Le 11-01-2010 à 16:22:01
Non, dix ans plus tard, quand c'est entré dans les mœurs, c'est trop tard. C'est ça le côté rigolo de la chose, faut intervenir dès le début, être réactif et attractif : deviner quel est le concept qui va se développer, et le mot qui sera aussi court, efficace, brillant que son équivalent anglais.
Au hasard, pourquoi "mouse" est devenue "souris", "chip" est devenue "puce" alors que le "bug" n'est pas devenu "cafard" ? De manière générale, cela dit, le matériel informatique comme electro-ménager a su se trouver des noms, peut-être parce qu'on a participé à l'invention (le Micral, premier micro-ordinateur à l'époque où MM. Apple et IBM n'étaient pas sortis des jupes de leurs mères) ?

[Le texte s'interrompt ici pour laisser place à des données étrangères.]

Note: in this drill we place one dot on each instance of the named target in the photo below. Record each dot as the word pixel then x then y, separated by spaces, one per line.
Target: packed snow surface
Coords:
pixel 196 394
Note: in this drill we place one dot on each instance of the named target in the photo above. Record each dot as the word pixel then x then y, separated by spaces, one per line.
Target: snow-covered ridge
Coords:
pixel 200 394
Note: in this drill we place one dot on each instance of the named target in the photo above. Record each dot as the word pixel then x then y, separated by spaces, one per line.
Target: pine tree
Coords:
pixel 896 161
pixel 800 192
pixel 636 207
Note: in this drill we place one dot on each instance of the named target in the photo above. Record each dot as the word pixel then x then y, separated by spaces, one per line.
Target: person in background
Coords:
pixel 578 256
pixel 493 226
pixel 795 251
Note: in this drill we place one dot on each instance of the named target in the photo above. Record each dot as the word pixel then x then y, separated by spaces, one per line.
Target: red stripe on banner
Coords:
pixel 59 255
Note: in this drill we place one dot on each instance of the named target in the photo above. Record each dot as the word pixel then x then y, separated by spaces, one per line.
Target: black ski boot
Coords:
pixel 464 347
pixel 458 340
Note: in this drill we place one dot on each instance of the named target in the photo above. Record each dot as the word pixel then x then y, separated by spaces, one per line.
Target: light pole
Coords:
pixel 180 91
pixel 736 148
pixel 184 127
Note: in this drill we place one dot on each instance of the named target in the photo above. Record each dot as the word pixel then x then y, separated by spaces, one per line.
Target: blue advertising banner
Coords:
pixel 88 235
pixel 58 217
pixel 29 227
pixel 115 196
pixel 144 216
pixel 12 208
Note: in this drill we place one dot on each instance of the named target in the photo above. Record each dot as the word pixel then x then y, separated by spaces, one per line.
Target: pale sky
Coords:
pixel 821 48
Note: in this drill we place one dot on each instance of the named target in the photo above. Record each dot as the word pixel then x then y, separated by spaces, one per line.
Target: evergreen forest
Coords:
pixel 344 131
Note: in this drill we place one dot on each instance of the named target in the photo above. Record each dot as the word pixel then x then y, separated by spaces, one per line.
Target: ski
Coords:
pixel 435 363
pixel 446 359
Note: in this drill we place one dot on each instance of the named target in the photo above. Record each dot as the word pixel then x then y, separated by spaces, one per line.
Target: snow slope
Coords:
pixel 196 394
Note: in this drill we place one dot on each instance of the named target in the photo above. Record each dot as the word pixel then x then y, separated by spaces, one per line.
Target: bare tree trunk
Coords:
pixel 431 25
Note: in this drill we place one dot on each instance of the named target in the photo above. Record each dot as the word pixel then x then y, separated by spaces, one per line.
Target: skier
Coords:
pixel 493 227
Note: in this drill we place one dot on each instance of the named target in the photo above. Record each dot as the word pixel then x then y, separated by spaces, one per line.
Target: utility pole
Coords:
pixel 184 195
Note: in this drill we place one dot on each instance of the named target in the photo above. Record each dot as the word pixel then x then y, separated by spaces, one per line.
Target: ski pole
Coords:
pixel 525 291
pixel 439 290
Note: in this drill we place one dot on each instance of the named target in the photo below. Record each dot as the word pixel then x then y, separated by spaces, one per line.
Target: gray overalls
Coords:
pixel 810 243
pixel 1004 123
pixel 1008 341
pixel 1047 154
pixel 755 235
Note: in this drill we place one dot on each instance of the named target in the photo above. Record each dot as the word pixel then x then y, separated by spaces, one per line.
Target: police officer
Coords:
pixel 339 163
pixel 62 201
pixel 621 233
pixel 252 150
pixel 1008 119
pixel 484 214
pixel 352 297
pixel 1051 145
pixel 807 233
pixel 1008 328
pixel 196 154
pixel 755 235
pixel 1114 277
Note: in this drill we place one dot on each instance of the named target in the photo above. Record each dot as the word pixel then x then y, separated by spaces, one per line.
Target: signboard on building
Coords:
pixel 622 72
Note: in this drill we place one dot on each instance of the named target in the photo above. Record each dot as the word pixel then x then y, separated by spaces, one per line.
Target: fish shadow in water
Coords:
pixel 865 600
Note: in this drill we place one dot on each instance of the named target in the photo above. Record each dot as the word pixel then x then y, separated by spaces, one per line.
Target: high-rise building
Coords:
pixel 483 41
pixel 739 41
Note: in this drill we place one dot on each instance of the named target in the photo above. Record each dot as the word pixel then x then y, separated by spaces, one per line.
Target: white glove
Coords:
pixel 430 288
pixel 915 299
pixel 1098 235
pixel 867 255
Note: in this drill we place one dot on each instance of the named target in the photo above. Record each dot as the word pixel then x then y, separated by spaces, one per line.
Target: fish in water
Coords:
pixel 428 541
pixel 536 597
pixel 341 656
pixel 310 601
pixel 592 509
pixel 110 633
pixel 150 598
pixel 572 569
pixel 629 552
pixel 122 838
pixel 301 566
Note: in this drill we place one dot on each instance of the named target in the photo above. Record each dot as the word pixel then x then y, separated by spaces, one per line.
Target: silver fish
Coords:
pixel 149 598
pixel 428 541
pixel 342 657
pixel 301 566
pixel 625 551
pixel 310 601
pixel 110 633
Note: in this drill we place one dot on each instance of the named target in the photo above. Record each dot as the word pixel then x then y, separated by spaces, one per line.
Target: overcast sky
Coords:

Pour revenir sur le "mèl" cher à G&G, la tendance "feignasse" consiste à franciser hativement l'orthographe des termes anglo-saxons : dévédé, par exemple. Alors que lui trouver un joli acronyme bien français (Disque Versatile Digital, par exemple) aurait été aussi facile.
Quoique en français on dit pas "Digital" mais "Numérique" parce que nous on compte pas sur nos doigts mais avec des chiffres.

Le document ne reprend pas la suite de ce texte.